The goal of this project is using machine learning model to generate long drum-track for a given song. With SSM as song structure representation, we successfully demonstrate that it is possible to generate drum-track with long-term consistency. This project uses Google's TensorFlow and Jupyter Notebook to make the implementation easier.
- Data Pre-Processing: Melodic-track MIDI data is synthesized into 44.1 kHz mono-channel audio, then, converted and divided into CQT spectrogram on bar basis. Each bar is a 84 x 96 matrix. Drum tracks are down-sampled to 46 x 16 for each bar.
- Bar Selection: To encode song structure, 7-nearest bars are identified for every bar-level spectrogram based on drum SSM to provide relevant information for generating rhythm compatible drum patterns.
- Training: Selected 8-bar spectrogram are feed into a VAE-based drum pattern generator as input. Symbolic drum track data is used as ground truth to train the model.

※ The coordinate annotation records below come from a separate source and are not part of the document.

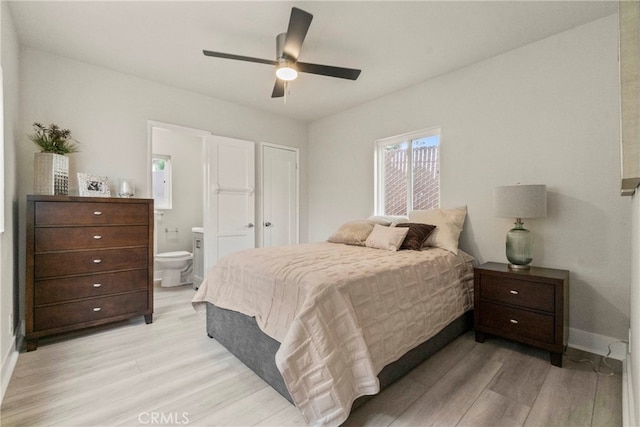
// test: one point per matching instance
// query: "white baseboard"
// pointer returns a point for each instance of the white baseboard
(8, 365)
(597, 344)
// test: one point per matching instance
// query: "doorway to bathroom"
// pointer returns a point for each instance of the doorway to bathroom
(177, 179)
(201, 181)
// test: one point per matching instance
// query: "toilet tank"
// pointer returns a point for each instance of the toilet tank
(198, 256)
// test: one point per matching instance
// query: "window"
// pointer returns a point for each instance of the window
(161, 177)
(408, 173)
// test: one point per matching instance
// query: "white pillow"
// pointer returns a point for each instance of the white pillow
(353, 232)
(387, 238)
(448, 224)
(390, 220)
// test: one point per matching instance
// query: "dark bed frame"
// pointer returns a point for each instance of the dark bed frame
(241, 335)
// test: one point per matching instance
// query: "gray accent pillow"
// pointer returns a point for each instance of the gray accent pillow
(416, 236)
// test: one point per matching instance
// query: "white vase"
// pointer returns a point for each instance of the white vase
(51, 173)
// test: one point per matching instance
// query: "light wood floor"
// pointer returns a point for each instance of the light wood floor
(171, 373)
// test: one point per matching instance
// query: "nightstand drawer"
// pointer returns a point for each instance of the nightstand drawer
(64, 238)
(538, 296)
(515, 322)
(59, 315)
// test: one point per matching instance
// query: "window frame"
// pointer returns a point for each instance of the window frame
(379, 167)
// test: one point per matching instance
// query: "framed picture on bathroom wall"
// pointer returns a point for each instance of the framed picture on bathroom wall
(93, 185)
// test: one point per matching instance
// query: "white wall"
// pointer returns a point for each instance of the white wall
(633, 360)
(9, 61)
(187, 166)
(547, 113)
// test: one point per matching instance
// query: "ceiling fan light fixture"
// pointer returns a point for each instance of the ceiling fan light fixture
(285, 71)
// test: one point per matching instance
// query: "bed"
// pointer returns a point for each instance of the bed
(328, 324)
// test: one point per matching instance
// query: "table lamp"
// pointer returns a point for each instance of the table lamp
(520, 201)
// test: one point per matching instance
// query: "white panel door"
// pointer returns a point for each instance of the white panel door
(230, 224)
(280, 195)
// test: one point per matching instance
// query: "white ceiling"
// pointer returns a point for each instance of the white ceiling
(396, 44)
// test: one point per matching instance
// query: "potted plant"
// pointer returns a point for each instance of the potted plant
(51, 165)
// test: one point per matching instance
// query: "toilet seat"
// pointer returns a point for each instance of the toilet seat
(176, 255)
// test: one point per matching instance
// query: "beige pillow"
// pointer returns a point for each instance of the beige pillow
(353, 232)
(387, 238)
(448, 224)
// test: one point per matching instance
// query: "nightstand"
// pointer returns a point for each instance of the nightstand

- Generation: Similar procedure is performed to generate drum patterns for each single bar except inferred drum SSM is applied for bar selection.

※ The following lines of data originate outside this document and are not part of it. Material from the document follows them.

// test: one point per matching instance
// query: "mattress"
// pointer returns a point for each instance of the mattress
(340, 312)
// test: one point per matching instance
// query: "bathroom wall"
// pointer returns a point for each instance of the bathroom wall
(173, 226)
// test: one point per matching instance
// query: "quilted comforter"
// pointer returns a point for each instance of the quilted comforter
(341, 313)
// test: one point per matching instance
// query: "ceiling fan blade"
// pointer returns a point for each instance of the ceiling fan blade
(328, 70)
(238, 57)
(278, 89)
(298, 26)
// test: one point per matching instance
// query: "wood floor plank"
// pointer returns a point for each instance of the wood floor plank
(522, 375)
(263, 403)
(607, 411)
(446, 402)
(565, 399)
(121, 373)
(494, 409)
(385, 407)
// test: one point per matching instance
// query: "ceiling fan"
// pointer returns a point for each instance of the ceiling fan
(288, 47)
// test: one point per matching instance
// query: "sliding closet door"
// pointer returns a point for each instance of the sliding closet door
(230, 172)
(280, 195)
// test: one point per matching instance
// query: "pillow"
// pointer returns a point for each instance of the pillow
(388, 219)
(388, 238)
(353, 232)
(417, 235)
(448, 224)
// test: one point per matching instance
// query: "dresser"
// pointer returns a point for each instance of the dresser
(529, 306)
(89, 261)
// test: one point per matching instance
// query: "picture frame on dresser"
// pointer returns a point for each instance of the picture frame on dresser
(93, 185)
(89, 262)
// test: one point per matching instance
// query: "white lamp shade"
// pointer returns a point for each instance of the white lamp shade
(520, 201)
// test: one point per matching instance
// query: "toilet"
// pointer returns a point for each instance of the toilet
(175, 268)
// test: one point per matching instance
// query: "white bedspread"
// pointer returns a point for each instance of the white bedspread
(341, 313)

Listening example is available here. (may take a while to open.)
- Intel E5 2660 V4 + Nvidia 1080 Ti (CUDA 9.0 + CUDNN 7.5)
- Ubuntu 18.04
- Python 3.6
- Jupyter Notebook
- Tensorflow 1.14
- Librosa
- FluidSynth
For now, we only provide generation part of our model. For training details, please refer to our paper. You can follow the the steps below to generate you own drum track.
- Download all repository files into your local folder, say, ~/drum_generation/
- Download the SountFonts here, extract and put it into ~/drum_generation/
- Download pre-trained drum generation model according to the guildline in "drum_generator_model/readme.md"
- Put your own MIDI files into folder "drum_generator_model/input_midi/" (Check the file naming rules in "step_1_midi_data_preprocessing.ipynb")
- Install Python dependencies
- Run the Notebook files from step_1_ to step_5_ to generate drum tracks for input MIDI files in "input_midi" folder
- Use your own DAW to check the generated drum tracks in the MIDI file in "output_midi" folder
-
step_1_midi_data_preprocessing.ipynb
The file contains most pre-processing steps taken for the purposed model. From input MIDI file, we can extract melodic track spectrogram and melodic/drum SSM data. -
step_2_generate_drum_ssm_from_melodic_ssm.ipynb
The file contains drum SSM generation model and all the necessary procedures to predict drum SSM from an input melodic SSM. -
step_3_extract_bar_selection_info.ipynb
With generated drum SSM in step 2, bar selection mechanism is now applied on melodic track spectrogram to select most relevant bars for drum track generation. -
step_4_generate_drum_pattern.ipynb
Use pre-trained drum generation model to generate drum track data (format: numpy array). -
step_5_convert_data_into_MIDI.ipynb
Convert generate drum track data into MIDI format, output file are placed in folder "output_midi"